Al gobernador romano Pilatos, Jesús respondió afirmando que era rey, mas no de este mundo (Cf. Jn 18,36). No vino a dominar los pueblos y territorios, sino a liberar a los hombres de la esclavitud del pecado y reconciliarles con Dios. Y añadió: «Yo para esto he nacido y para esto he venido al mundo: para dar testimonio de la verdad. Todo el que es de la verdad, escucha mi voz» (Jn 18,37).
¿Cuál es la «verdad» que Cristo vino a testimoniar al mundo? Toda su existencia revela que Dios es amor: esta es, por tanto, la verdad de la que dio pleno testimonio con el sacrificio de su misma vida en el Calvario.
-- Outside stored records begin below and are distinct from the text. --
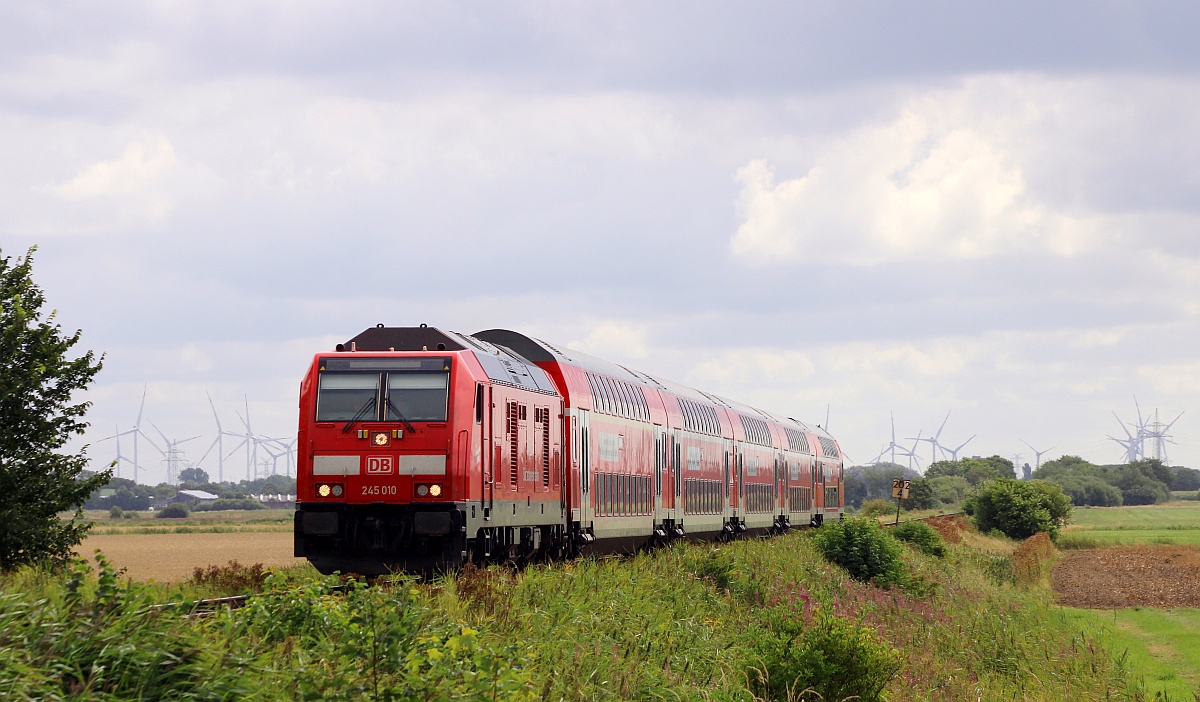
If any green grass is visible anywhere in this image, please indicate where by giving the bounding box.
[1064,502,1200,547]
[1072,502,1200,529]
[1065,608,1200,700]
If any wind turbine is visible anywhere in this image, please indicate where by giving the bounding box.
[1108,409,1145,463]
[870,412,914,466]
[1019,440,1058,471]
[197,392,245,483]
[940,435,976,462]
[95,386,149,483]
[233,396,258,481]
[95,423,135,479]
[909,411,953,464]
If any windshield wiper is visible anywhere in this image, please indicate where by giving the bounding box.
[341,397,378,433]
[385,397,418,435]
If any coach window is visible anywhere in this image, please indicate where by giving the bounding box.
[316,373,380,421]
[386,372,449,422]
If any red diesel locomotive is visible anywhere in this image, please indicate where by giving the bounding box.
[294,325,844,575]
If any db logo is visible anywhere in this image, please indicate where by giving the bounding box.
[366,456,394,475]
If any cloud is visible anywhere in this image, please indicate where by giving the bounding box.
[58,134,177,199]
[730,80,1111,265]
[568,320,650,361]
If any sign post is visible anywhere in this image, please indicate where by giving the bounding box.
[890,478,911,525]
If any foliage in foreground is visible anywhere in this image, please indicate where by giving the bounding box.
[813,516,907,587]
[0,247,108,571]
[0,526,1149,702]
[966,478,1073,540]
[892,520,947,557]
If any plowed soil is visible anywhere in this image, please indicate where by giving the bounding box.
[1052,544,1200,609]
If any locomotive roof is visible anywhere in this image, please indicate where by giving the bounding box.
[342,325,558,395]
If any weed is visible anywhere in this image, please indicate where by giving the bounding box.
[189,560,268,595]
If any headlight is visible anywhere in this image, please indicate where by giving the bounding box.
[318,484,331,497]
[429,484,442,497]
[331,484,344,497]
[317,483,344,498]
[416,484,429,497]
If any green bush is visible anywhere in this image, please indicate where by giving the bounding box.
[746,605,901,702]
[156,503,189,518]
[813,516,906,587]
[966,479,1072,540]
[892,521,947,557]
[860,498,895,519]
[108,505,124,519]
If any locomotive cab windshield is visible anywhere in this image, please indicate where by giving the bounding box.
[315,356,451,424]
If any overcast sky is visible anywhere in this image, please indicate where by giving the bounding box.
[5,2,1200,485]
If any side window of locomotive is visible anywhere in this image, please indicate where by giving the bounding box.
[316,373,381,421]
[386,372,450,422]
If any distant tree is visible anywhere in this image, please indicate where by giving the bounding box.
[0,247,109,570]
[966,479,1073,541]
[178,466,210,485]
[1021,463,1032,481]
[239,473,297,495]
[900,478,936,510]
[1035,455,1105,481]
[843,463,918,509]
[928,457,1014,486]
[1171,466,1200,492]
[928,476,970,506]
[1126,459,1173,489]
[84,477,153,511]
[1049,474,1123,507]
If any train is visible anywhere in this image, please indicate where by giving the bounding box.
[293,325,844,575]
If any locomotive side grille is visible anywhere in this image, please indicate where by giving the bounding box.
[540,407,550,488]
[507,401,519,490]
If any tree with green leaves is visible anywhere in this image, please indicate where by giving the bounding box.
[965,478,1073,541]
[0,247,109,570]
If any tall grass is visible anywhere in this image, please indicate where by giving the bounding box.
[1,530,1149,701]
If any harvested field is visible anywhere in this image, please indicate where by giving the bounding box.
[76,531,307,582]
[1052,544,1200,609]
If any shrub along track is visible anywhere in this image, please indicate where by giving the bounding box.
[1052,544,1200,608]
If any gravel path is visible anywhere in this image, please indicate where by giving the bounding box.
[1052,544,1200,609]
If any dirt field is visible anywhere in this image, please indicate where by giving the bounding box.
[77,531,308,582]
[1052,544,1200,609]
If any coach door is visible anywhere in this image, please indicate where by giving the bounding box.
[655,427,667,520]
[482,386,496,519]
[578,410,592,526]
[672,429,682,521]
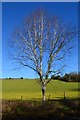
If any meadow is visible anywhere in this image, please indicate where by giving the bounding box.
[2,79,80,120]
[2,79,80,100]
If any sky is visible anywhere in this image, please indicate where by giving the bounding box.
[2,2,78,78]
[1,0,79,2]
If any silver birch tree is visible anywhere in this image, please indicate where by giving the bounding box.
[10,9,77,102]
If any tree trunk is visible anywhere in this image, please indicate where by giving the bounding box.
[42,88,46,102]
[42,81,46,102]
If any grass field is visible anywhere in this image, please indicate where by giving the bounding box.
[2,79,80,100]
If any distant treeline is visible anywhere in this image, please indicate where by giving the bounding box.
[3,77,39,80]
[3,72,80,82]
[51,72,80,82]
[3,77,24,80]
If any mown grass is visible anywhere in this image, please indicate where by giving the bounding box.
[0,80,2,98]
[2,79,80,100]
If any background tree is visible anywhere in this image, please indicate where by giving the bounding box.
[60,72,80,82]
[10,8,77,101]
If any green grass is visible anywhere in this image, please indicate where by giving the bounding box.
[2,79,80,100]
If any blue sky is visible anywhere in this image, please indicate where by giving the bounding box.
[2,2,78,78]
[0,2,2,79]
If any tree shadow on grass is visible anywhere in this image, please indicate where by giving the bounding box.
[70,88,80,91]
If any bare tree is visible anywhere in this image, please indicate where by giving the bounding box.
[10,8,77,102]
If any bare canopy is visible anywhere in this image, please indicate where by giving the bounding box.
[10,9,77,101]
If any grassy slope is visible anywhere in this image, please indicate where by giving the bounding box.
[0,80,2,98]
[2,79,80,100]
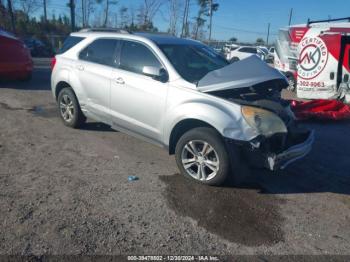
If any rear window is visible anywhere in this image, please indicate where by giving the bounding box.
[58,36,84,54]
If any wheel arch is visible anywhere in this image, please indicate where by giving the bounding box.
[55,81,73,100]
[168,119,219,155]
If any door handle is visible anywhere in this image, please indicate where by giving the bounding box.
[114,77,125,85]
[76,64,84,71]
La Cruz es el «trono» desde el que manifestó la sublime realeza de Dios Amor: entregándose en expiación por el pecado del mundo, derrotó al dominio del «príncipe de este mundo» (Jn 12,31) e instauró definitivamente el Reino de Dios. Reino que se manifiesta en plenitud al final de los tiempos, después de que todos los enemigos, y por último la muerte, hayan sido sometidos (cf. 1Co 15,25-26). Entonces, el Hijo entregará el Reino al Padre y finalmente Dios será «todo en todos» (1Co 15, 28).
El camino para llegar a esta meta es largo y sin atajos: es el del amor de Dios: Amor y Verdad. Y tanto el amor como la verdad nunca se imponen: tocan, más bien, a la puerta del corazón y de la mente y, allí donde pueden entrar, ofrecen paz y alegría. Es la manera de reinar de Dios; su proyecto de salvación. Un «misterio» en el sentido bíblico del término, es decir, un designio que se revela poco a poco en la historia.